A cela s'ajoute le fait qu'une circulaire nationale d'octobre 1998 a prévu l'accès au FAJ pour des jeunes de moins de 18 ans, sous condition que les parents en soient informés. A l'évidence, les instructions ne sont pas mises en application à Paris. Nous sommes fondés à penser qu'il y a un manque de volonté préjudiciable à l'avenir de nos jeunes qui font des efforts d'insertion et ont besoin d'être soutenus et accompagnés pour réussir.
Il serait contradictoire de se lamenter sur l'errance et l'instabilité de certains jeunes si les moyens font défaut pour donner le coup de pouce nécessaire à celles et ceux qui cherchent à trouver leur place dans la société.
C'est pourquoi nous vous proposons de répondre favorablement à la proposition de l'Etat, en réévaluant la dotation départementale consacrée au fonds d'aide aux jeunes.
Il m'apparaît que l'information devrait être plus largement développée auprès de ceux qui peuvent être les référents et conseiller les jeunes pour demander un fonds d'aide aux jeunes.
Je trouve que les dossiers instruits restent très modestes, y compris au sein des missions locales.
Il y a une part de refus dont je n'ai pas exactement l'explication. On m'a remis un document "bilan d'activité 1999" et j'en remercie l'Administration, donc je regarderai cela de manière attentive, mais je suis bien convaincue qu'il y a une demande bien supérieure qui peut vraiment apporter une aide tout à fait précieuse aux jeunes Parisiens.
Merci.
(Applaudissements sur les bancs du groupe socialiste).
M. CHÉRIOUX, président. - Madame STIEVENARD, Mme CATALA va se faire un plaisir de vous éclairer sur ce point sur lequel vous semblez interrogative.

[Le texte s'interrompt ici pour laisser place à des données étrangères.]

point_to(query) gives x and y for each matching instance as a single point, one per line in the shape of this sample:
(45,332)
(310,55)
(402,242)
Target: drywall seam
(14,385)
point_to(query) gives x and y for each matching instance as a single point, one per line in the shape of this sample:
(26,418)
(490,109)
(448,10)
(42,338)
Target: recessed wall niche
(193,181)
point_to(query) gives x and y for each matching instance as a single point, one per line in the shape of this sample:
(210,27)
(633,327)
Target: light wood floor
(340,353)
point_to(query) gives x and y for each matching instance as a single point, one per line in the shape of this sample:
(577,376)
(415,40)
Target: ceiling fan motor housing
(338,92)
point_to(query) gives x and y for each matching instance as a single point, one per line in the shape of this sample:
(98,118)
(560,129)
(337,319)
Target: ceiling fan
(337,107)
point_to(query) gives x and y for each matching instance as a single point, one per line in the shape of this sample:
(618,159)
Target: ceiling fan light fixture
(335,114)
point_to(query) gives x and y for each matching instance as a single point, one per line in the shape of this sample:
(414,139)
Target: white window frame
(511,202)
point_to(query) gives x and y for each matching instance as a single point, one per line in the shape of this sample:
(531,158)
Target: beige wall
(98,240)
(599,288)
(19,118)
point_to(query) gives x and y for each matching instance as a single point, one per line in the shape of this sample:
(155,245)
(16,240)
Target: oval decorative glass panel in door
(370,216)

Vous avez la parole, Madame CATALA.
Mme Nicole CATALA, vice-président, au nom de la 7e Commission. - Pas vraiment, Monsieur le Président ! Non, non...
Je voulais expliquer à Mme STIEVENARD qu'il y a effectivement relativement peu de bénéficiaires du F.A.J. et, surtout, il y a relativement peu de bénéficiaires de TRACE dans les bénéficiaires du Fonds d'aide aux jeunes. Cela peut surprendre, mais c'est ainsi. Les bénéficiaires du programme TRACE représentent moins de 20 % des jeunes qui bénéficient d'une aide du Fonds d'aide aux jeunes. Donc, il n'y a pas lieu de penser que le développement du programme TRACE, qui d'ailleurs à Paris ne séduit pas tellement les jeunes (on n'arrive pas à pourvoir toutes les places proposées), conduira nécessairement à une augmentation des demandes d'aide.
Par conséquent, il a été admis que, pour cette année, la même dotation du Département suffirait, d'autant qu'il y a eu du retard de pris dans la mise à disposition des crédits, puisque l'Etat est lui-même en retard pour signer la convention prévue et que ces crédits ne seront mis à disposition que dans le courant de l'été 2000.
Il a paru tout à fait approprié de reconduire pour cette année les crédits de l'année précédente.
Si l'Etat estime qu'il y a lieu d'apporter un "plus" au financement du F.A.J., il peut le faire en versant au Fonds l'équivalent des moyens que la Ville affecte à la rémunération du personnel et à la mise à disposition des moyens nécessaires pour gérer ce Fonds ; ces moyens représentent environ 500.000 F. Il ne serait pas illogique que l'Etat verse l'équivalent de ces 500.000 F pour être à parité avec la collectivité locale.
Voilà, Monsieur le Président, ce que je souhaitais préciser.
M. CHÉRIOUX, président. - Je vous remercie de ces précisions, Madame CATALA.
Je mets aux voix, à main levée, le projet de délibération ASES 88 G.
Qui est pour ?
Contre ?
Abstentions ?
Le projet de délibération est adopté. (2000, ASES 88 G).